Gaining efficiency in deep policy gradient method for continuous-time optimal control problems

TL;DR

This paper introduces an efficient multi-scale deep policy gradient method for continuous-time optimal control, optimizing resource allocation and neural network complexity, demonstrated on linear-quadratic problems.

Contribution

It presents a novel multi-scale approach that manages computational resources and neural network complexity for continuous-time control problems.

Findings

Effective resource allocation improves training efficiency.

Method achieves accurate policies on linear-quadratic control.
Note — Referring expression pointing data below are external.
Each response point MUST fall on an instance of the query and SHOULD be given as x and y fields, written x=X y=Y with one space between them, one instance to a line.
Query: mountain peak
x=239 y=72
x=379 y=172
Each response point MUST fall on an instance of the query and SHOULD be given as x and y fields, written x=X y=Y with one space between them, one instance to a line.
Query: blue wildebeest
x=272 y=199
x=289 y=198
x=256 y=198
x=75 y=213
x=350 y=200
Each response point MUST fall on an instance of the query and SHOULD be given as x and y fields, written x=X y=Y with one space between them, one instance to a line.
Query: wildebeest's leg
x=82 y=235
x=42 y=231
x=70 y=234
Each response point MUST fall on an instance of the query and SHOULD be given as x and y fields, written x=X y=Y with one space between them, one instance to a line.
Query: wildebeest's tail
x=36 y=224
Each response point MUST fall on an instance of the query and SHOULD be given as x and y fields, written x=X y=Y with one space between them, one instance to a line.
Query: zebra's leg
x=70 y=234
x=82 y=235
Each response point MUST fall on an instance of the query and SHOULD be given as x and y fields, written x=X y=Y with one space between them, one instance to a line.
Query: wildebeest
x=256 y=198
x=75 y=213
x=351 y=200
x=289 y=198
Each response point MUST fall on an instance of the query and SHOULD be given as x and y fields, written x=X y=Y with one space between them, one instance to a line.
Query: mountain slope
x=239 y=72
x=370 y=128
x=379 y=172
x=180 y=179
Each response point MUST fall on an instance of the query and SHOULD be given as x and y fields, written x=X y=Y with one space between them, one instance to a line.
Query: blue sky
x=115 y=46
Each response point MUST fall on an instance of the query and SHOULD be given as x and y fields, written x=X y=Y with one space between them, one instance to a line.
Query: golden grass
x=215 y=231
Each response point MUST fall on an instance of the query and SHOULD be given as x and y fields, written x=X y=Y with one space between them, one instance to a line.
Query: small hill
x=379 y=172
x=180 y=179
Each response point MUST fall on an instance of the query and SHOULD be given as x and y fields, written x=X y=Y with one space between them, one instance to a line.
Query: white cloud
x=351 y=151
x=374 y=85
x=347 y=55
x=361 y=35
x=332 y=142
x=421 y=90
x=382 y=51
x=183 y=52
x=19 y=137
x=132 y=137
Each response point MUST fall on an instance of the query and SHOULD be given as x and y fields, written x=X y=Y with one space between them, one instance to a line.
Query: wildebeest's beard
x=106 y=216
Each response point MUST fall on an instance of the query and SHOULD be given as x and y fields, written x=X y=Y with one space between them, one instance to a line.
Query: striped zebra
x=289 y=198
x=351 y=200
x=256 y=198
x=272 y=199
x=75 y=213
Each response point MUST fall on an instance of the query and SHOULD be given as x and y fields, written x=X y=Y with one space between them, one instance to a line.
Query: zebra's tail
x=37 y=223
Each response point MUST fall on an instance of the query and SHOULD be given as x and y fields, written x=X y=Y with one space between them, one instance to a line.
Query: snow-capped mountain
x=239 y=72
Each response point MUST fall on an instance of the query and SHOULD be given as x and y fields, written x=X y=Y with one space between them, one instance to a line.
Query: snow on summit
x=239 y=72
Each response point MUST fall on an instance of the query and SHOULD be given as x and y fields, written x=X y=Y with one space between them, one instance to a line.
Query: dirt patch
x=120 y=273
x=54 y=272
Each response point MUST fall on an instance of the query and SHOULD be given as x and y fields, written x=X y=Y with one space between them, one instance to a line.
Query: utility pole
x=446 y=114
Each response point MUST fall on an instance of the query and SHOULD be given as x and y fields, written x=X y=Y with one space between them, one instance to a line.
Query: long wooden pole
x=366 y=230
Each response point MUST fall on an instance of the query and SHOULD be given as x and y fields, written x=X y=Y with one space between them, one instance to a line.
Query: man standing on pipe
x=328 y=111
Theoretical results guide optimal resource distribution.

Abstract

In this paper, we propose an efficient implementation of deep policy gradient method (PGM) for optimal control problems in continuous time. The proposed method has the ability to manage the allocation of computational resources, number of trajectories, and complexity of architecture of the neural network. This is, in particular, important for continuous-time problems that require a fine time discretization. Each step of this method focuses on a different time scale and learns a policy, modeled by a neural network, for a discretized optimal control problem. The first step has the coarsest time discretization. As we proceed to other steps, the time discretization becomes finer. The optimal trained policy in each step is also used to provide data for the next step. We accompany the multi-scale deep PGM with a theoretical result on allocation of computational resources to obtain a targeted efficiency and test our methods on the linear-quadratic stochastic optimal control problem.